The new series of chiffon hangings, titled Odyssey, are fragile, ephemeral objects, which hint at transcendence between worlds and times. Each chiffon piece is sliced by zips attached by safety pins. Each zip, generally placed in the lower right-corner is a different colour, with some pinned in place open and others closed. Tompkins has suggested that each zip attempts to describe the process of making a decision, the zipper being the moment where a choice becomes necessary. The formal qualities of these pieces contain a sense of possibility, always inherent when a new choice is made, securing it at a point in time.

All Tompkins’ works contain repeated and ritualistic, patterns and actions — undertaken alone when she is in her studio, they can be traced in her text and fabric works, and are then accentuated in her live performances.
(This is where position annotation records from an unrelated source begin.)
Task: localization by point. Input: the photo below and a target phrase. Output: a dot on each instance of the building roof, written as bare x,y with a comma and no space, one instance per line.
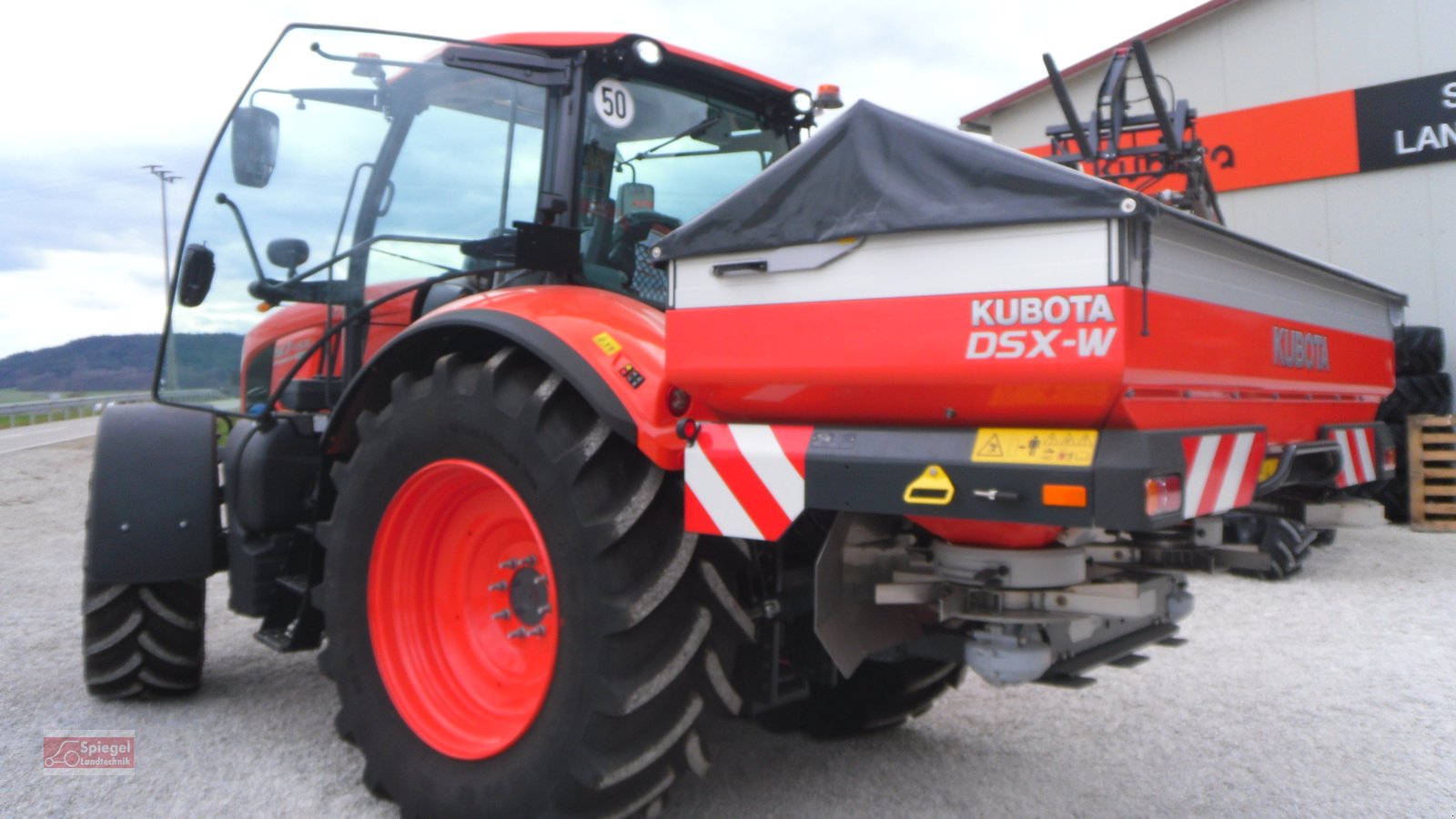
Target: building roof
1098,58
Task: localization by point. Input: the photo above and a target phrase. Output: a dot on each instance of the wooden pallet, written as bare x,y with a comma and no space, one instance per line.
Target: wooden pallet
1433,472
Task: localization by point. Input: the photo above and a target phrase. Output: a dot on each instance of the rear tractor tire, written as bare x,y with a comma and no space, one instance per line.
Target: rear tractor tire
511,614
143,639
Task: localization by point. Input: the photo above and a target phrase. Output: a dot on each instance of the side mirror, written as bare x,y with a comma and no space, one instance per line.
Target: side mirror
197,276
288,254
255,146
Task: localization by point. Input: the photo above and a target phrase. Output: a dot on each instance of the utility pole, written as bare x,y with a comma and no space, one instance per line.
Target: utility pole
164,178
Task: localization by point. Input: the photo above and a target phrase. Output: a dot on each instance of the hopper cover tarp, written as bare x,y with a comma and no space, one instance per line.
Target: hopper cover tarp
874,171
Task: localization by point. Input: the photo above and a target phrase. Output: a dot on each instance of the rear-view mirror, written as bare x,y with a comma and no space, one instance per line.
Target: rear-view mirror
197,276
254,145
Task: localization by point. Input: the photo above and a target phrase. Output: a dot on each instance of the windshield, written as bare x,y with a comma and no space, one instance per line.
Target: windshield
654,157
346,140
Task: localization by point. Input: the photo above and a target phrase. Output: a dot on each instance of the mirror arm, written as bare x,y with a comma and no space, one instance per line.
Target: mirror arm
248,239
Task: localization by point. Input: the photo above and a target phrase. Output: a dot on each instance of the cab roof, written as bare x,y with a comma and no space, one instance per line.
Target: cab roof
558,41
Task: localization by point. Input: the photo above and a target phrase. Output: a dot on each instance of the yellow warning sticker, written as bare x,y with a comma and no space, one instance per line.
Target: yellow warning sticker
1269,468
608,344
1037,448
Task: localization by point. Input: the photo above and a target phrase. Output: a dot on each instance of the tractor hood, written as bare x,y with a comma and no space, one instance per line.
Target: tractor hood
874,171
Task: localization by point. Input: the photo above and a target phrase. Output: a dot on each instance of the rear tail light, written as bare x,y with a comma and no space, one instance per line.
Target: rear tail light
1162,494
1062,494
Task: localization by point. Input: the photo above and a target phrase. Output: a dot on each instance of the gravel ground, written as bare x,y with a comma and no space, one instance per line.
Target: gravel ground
1331,694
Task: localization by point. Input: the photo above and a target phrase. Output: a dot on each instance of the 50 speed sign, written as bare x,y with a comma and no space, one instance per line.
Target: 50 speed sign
613,104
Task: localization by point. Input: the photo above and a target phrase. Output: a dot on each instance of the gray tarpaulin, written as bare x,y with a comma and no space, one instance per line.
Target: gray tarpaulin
874,171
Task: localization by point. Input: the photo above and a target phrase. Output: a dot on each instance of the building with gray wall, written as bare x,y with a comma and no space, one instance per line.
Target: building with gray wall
1340,126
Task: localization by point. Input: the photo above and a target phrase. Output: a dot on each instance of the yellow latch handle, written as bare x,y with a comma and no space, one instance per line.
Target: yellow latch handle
931,489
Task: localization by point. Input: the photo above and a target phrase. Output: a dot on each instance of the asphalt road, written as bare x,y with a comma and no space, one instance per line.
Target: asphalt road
1332,694
16,439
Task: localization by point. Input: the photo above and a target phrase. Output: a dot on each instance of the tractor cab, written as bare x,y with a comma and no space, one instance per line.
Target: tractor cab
368,178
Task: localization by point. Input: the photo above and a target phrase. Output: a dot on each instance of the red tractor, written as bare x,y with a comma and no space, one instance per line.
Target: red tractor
606,401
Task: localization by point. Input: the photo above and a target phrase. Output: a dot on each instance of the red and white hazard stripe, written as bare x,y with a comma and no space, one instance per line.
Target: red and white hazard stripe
1223,471
1358,450
746,480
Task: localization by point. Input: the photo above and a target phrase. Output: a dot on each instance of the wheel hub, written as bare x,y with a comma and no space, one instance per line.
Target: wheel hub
531,596
462,610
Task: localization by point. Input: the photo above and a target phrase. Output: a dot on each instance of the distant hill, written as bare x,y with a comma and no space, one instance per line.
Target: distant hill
123,363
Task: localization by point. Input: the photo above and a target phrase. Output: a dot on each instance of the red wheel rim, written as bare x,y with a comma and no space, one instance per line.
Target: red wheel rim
462,610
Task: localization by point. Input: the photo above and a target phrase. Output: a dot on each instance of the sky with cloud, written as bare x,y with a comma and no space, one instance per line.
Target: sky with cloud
94,95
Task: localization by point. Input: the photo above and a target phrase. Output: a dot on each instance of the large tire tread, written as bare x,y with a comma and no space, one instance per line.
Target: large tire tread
143,640
640,698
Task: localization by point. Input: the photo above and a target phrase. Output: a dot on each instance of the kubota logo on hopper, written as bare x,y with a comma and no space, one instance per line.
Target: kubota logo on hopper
1089,341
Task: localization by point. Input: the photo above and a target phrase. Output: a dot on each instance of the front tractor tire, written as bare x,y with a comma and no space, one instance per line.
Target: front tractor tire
143,639
511,620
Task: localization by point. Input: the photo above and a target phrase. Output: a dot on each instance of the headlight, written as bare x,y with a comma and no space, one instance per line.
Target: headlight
648,51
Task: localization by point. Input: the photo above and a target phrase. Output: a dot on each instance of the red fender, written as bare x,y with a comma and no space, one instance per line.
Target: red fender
621,339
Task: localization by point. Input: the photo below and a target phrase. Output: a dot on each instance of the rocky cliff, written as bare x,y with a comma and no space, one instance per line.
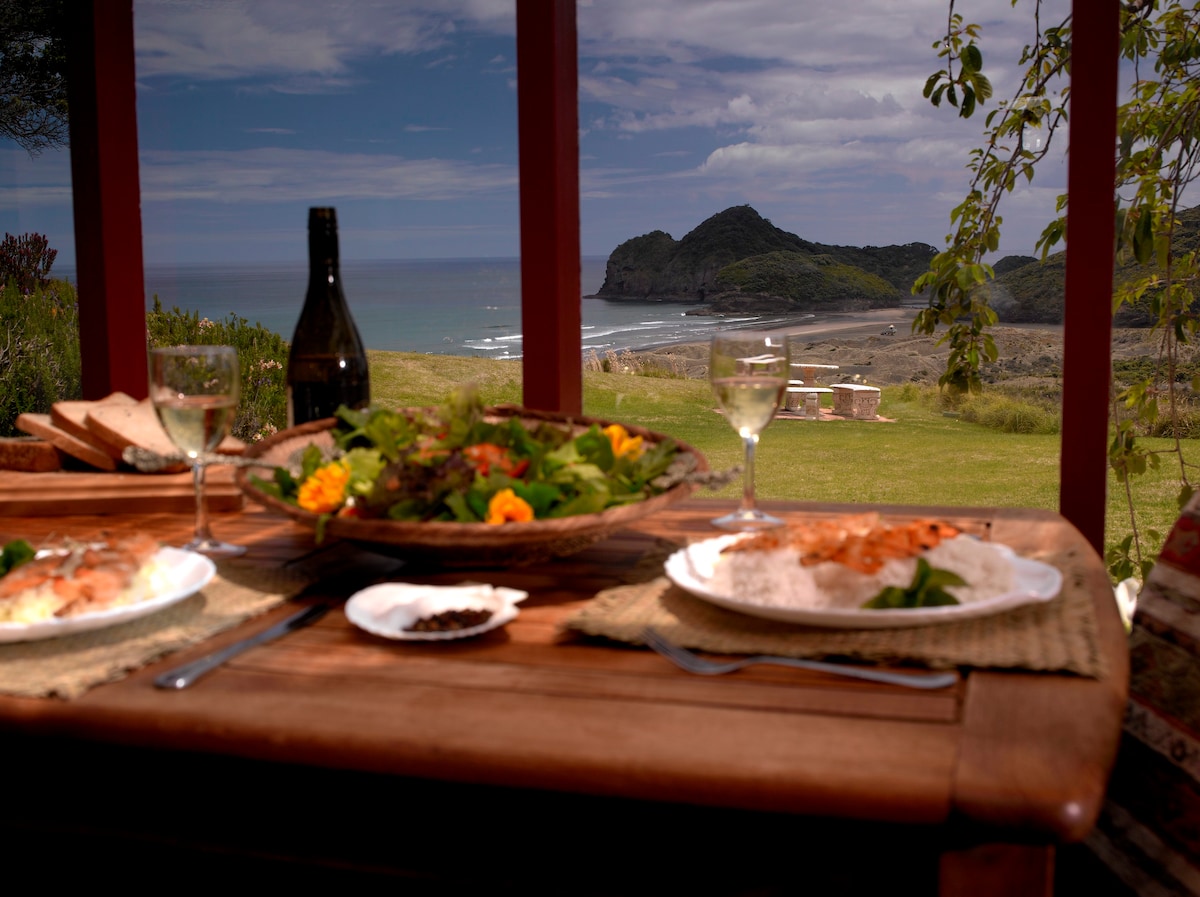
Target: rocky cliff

Tompkins is working on a forthcoming online project, ‘My Kind Book’ with Dia Art Foundation, New York (2011). She has had solo exhibitions at galleries including Inverleith House, Royal Botanic Garden Edinburgh (2011), mima Soundspace, Middlesbrough (2010), The Showroom, London (2007) and Spike Island, Bristol (2007). Her work has also been shown as part of the 29th Sao Paolo Biennale, Sao Paolo (2010), ‘In the Days of the Comet’,British Art Show 7 at the Hayward Gallery, London and touring (2010-11), ‘The Malady of Writing. A project on text and speculative imagination’ at MACBA, Barcelona (2009), ‘Poor. Old. Tired. Horse.’ at ICA, London (2009), ‘Heaven’, the 2nd Athens Biennial (2009), ‘Word Event’ at Kunsthalle Basel, Basel (2008), ‘Learn to Read’ at Tate Modern, London (2007) and ‘If I can’t dance, I don’t want to be part of your revolution’ at De Appel, Amsterdam and Artists Space, New York (2006). She was short-listed for the Beck’s Futures prize at ICA, London (2006). She has recently produced her first book, LongHand with LemonMelon. She was born in Leighton Buzzard, and currently lives in Northamptonshire.